Better Programming

Advice for programmers.

Node.js Implementation of Image Recognition Using TensorFlow and Express.js

Aidan Tilgner
Better Programming
Published in
8 min readJun 1, 2022

--

The State of Artificial Intelligence

Artificial Intelligence is quite the field, captivating our interests with its astonishing capabilities and complex nature. The technology has come a long way since the 1940s when the possibility of recreating a brain using electronics was first theorized. While most of its lifetime, artificial intelligence, and therefore machine learning, have been fairly exclusive fields, things are starting to change.

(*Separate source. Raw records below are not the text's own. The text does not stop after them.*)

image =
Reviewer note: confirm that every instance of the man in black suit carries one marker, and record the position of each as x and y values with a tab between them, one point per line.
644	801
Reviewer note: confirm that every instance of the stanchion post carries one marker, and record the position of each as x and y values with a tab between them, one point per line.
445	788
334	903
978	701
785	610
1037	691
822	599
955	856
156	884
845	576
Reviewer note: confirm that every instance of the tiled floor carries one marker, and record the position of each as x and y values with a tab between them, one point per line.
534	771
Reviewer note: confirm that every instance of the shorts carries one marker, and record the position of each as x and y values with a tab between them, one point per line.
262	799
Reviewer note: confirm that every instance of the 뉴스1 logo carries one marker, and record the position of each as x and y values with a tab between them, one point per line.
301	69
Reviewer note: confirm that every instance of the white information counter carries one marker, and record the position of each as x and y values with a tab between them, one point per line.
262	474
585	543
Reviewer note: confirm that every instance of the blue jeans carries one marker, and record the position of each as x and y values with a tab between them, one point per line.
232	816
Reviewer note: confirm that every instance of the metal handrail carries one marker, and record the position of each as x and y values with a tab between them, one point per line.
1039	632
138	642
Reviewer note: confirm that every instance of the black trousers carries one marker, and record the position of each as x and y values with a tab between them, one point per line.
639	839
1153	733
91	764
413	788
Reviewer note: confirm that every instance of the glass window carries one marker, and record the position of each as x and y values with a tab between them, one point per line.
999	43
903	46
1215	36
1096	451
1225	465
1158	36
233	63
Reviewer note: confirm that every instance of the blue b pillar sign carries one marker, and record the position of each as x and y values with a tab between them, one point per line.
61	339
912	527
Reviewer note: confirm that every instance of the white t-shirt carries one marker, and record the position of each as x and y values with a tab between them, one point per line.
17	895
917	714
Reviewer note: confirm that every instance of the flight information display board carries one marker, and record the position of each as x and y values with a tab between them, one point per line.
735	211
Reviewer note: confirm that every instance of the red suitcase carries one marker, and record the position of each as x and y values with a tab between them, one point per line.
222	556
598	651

For most of its history, machine learning has been accessible only to those with extensive computer science education and access to beefy hardware. But now, with the advent of open source platforms like TensorFlow and Keras, anyone with a basic knowledge of coding and a computer to do it on can train ML models and/or utilize the vast collection of existing ones.

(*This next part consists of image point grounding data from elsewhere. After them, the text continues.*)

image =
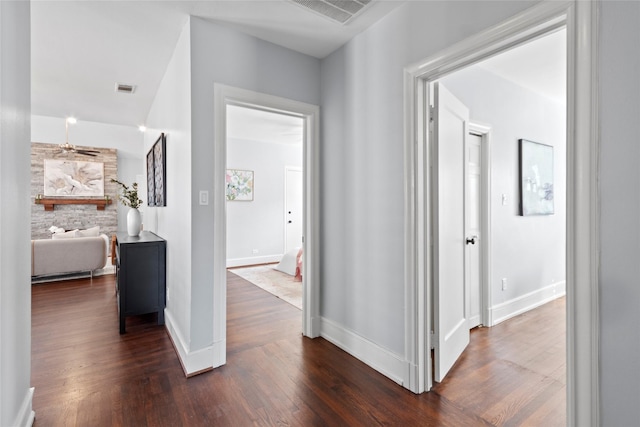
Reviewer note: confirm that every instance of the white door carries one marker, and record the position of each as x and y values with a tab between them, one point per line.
293	208
451	331
473	155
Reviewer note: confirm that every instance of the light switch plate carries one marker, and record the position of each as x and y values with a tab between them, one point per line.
204	197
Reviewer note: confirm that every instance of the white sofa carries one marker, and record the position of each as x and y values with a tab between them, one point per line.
69	255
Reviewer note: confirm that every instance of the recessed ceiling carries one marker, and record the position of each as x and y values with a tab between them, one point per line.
263	126
79	49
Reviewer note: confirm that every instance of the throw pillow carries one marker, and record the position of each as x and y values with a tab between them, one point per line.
68	235
89	232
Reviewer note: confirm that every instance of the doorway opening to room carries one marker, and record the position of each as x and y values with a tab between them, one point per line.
499	190
426	188
265	194
227	99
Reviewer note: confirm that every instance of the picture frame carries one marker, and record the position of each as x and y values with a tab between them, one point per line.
73	178
151	187
239	185
157	173
536	178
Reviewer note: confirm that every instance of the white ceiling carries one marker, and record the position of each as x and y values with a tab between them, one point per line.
540	65
81	49
256	125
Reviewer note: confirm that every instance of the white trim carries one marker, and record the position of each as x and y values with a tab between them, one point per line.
263	259
581	19
26	416
382	360
508	309
192	362
227	95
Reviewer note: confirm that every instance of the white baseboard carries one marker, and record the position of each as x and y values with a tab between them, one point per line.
382	360
193	362
507	310
266	259
26	416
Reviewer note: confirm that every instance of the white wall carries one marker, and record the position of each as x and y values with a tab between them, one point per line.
15	256
128	140
362	171
222	55
259	224
528	251
171	114
619	66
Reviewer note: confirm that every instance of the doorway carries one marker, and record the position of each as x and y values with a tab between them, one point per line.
578	18
223	97
528	252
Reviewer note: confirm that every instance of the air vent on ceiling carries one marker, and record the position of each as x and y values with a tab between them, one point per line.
122	88
341	11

This democratization of AI is crucial for the future of the industry and possibly the human race as a whole. We cannot have a situation where giants of the industry hold sole access to the most powerful tool in the history of the world, it needs to be something that even you or I have the chance to access and utilize.

All of that being said, you might think that image recognition and object detection are quite the endeavor, and that may be true if we were working from scratch in C++. However, I’m here to inform you that even I, a mere JavaScript developer, have managed to implement object detection in an Express server.

Today, I’m going to teach you how to do it yourself.

What We Are Going To Build

The Code

So, what exactly are we building today? Well, it’s not that complicated, fortunately; it’s mostly what I said before. We’ll have an Express server with an endpoint that takes an image upload and uses the COCO-SSD model from TensorFlow to make predictions on the objects that exist in the uploaded image. It will then return an array of those predictions as JSON for use by the client.

This is basically a server implementation of a TensorFlow tutorial that walks through building a client-side application that runs object detection on a stream of webcam input. After that, it shows the end user the predictions in a visible manner.

Client-Side vs Server-Side

I’d highly recommend the aforementioned tutorial for a client-side implementation, which can have its own benefits. When running a pre-trained model on the client’s computer, you increase their privacy, the speed of the model, and lower the cost as you don’t have to pay for a server setup. These are definitely to be taken into consideration, but server-side has its benefits as well.

A server-side implementation allows you to have full access over the hardware that will be used to run the models, allowing you to optimize for bigger, better, and higher-memory models. A Node.js server can be run on pretty much any computer including the Raspberry Pi, which means a centralized server performing model actions can be an asset in IoT integrations.

All that being said, it all depends on the use case, and your end user. It’s always a good idea to spend time finding the best implementation for your situation, this will lead to the most scalable, maintainable, and flexible product.

Let’s Build the Server

Anyway, enough of me rambling on about this and that. You’re here to follow a tutorial. Let’s get started.

Requirements

First of all, you’ll want to make sure that your environment is set up correctly. You’ll need Node.js installed for package management and running the code. While a specific version is not necessarily required, I used Node v14.17.0 and Npm v6.14.13 for this tutorial.

Python 2.7 is required to install the TensorFlow package correctly. 3+ won’t work. If you have another version installed, don’t fret. Simply go to the downloads page, install the correct version (2.7.16 introduces a bug fix so I used that), and then switch to it using the py -2.7 command (you can check all currently installed versions with py -0 command).

New Project

Once you have the requirements met, create a new folder for this to live in, and navigate to it.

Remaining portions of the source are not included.